Hepatic Impairment: Hepatic impairment may reduce plasma
concentrations of Sorasiba.
Neomycin: Co-administration of oral Neomycin causes a
decrease in Sorasiba exposure.
Use in Special Populations
Pediatric Use: The safety and effectiveness of Sorasiba in
pediatric patients have not been studied.
Geriatric Use: No differences in safety or efficacy were
observed between older and younger patients
Renal impairment: No dose adjustment of Sorasiba is required
for patients with any degree of renal impairment.

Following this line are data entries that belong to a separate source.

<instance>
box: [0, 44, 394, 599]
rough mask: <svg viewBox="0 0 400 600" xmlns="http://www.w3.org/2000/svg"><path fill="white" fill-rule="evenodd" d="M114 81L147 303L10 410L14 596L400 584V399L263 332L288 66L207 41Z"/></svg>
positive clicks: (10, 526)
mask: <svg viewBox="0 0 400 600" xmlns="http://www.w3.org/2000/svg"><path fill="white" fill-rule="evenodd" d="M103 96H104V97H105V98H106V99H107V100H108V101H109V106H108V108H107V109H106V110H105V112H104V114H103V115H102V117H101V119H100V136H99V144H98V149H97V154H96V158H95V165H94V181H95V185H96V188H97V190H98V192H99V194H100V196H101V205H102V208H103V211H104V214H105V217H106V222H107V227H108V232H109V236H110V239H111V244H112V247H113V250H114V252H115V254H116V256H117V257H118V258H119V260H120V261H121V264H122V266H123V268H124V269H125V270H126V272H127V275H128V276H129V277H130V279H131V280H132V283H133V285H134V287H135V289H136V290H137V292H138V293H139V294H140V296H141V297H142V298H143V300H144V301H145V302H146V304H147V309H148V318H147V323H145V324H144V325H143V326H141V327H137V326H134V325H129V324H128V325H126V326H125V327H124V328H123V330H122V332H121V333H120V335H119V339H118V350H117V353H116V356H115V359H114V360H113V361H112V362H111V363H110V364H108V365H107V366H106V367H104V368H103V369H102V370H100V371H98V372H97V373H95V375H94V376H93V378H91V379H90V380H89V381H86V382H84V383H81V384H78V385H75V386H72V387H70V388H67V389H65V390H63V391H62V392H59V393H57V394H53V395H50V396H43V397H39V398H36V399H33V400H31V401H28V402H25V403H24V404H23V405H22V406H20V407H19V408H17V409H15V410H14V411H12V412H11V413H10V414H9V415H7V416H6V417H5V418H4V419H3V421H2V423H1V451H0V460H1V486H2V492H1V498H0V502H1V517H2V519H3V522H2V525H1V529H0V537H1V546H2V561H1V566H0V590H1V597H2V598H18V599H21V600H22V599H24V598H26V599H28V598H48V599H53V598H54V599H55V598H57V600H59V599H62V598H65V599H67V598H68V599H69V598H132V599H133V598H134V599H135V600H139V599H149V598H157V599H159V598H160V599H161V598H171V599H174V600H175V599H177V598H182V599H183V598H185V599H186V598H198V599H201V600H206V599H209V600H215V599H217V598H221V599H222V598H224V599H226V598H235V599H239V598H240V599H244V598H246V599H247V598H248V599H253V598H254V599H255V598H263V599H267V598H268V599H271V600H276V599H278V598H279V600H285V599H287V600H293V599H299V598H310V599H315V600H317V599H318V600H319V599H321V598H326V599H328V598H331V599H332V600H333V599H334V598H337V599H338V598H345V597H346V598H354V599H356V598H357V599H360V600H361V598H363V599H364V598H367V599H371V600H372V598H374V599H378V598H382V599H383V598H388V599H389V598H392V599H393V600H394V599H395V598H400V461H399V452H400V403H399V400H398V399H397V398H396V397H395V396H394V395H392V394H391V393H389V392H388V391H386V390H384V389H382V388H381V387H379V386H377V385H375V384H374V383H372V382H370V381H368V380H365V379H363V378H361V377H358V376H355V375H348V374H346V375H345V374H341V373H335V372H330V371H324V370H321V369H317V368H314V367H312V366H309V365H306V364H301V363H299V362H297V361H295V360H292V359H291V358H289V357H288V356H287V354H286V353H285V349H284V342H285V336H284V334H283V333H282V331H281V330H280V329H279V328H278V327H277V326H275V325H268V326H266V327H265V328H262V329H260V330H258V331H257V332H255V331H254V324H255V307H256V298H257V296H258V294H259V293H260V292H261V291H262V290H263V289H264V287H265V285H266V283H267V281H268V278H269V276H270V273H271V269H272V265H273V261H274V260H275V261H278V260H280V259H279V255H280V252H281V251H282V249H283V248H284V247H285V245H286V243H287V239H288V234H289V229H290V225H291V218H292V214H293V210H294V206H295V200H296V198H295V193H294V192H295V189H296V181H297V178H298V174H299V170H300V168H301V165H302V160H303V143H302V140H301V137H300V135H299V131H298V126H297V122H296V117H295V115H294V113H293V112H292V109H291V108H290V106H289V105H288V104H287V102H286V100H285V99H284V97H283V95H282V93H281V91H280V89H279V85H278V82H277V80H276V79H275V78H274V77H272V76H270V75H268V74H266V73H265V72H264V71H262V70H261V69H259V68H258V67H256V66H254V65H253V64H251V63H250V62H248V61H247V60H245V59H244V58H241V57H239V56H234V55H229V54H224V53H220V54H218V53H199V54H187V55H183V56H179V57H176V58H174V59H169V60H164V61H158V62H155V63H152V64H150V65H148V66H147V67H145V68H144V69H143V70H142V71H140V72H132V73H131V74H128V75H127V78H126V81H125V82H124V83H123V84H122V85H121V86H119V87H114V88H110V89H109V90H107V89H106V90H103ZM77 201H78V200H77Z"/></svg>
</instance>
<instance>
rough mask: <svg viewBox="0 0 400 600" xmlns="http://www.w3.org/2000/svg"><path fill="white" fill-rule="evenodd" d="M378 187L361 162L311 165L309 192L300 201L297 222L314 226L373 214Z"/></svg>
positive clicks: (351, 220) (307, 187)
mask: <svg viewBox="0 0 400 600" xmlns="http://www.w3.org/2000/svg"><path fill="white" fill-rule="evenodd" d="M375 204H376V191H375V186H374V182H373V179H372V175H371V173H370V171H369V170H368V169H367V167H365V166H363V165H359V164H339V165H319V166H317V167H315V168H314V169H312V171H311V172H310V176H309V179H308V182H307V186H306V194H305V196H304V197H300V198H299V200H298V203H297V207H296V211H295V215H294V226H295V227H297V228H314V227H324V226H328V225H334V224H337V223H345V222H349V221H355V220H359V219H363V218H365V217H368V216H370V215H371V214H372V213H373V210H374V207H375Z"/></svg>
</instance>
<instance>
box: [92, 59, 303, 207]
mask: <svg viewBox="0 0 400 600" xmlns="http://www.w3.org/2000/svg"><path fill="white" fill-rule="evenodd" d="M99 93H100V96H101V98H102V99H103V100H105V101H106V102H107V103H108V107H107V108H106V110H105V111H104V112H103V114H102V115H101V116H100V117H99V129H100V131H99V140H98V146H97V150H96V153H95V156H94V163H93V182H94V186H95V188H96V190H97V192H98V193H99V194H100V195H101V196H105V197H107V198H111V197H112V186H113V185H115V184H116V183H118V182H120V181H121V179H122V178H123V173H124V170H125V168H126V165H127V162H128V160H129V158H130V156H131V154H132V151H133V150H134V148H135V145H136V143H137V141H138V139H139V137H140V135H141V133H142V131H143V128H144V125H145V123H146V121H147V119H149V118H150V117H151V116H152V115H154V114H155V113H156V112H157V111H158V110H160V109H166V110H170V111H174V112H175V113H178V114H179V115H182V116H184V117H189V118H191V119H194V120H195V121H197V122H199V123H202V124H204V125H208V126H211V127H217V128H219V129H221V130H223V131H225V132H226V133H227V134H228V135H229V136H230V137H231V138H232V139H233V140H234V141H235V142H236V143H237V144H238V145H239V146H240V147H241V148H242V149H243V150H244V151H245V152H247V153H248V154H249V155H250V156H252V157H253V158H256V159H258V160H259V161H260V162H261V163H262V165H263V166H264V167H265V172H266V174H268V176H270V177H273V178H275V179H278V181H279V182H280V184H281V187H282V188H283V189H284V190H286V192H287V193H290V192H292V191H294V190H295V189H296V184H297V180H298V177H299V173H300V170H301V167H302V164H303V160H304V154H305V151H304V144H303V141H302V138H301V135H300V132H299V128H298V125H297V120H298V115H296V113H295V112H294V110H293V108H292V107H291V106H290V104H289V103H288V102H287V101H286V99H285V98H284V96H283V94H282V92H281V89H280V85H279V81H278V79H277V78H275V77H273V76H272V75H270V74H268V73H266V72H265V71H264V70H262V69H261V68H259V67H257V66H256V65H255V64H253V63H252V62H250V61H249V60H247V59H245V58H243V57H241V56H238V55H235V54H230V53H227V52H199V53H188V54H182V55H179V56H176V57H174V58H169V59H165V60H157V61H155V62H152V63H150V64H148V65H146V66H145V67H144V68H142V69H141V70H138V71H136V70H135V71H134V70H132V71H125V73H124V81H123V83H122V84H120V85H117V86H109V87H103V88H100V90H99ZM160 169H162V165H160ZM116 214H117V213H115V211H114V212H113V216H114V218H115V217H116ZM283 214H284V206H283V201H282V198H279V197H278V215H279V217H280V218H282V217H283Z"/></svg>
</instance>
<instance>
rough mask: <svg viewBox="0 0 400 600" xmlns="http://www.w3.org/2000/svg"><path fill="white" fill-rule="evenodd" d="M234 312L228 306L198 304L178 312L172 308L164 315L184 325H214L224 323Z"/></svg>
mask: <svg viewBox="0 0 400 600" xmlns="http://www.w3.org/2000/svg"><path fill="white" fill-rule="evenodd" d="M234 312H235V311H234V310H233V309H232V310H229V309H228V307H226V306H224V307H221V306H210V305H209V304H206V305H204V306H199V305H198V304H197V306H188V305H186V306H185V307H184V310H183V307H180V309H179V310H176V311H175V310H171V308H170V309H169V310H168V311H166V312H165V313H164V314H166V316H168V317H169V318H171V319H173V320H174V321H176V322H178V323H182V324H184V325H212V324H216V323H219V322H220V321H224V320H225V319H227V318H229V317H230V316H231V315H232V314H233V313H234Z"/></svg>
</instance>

Hepatic impairment: Mild (Child-Pugh A) and moderate (Child-Pugh
B) hepatic impairment have Sorasiba AUCs that may be 23 - 65% lower than
subjects with normal hepatic function. Systemic exposure and safety data were
comparable in HCC patients with Child-Pugh A and B hepatic impairment. Sorasiba
has not been studied in patients with Child-Pugh C hepatic impairment.
Overdose Effects
There is no specific
treatment for Sorasiba overdose. The highest dose of Sorasiba studied
clinically is 800 mg twice daily. The adverse reactions observed at this dose
were primarily diarrhea and dermatologic.
Therapeutic Class
Targeted Cancer Therapy
Storage Conditions
Store at room
temperature below 30°C. Do not remove desiccant. Dispense in original bottle.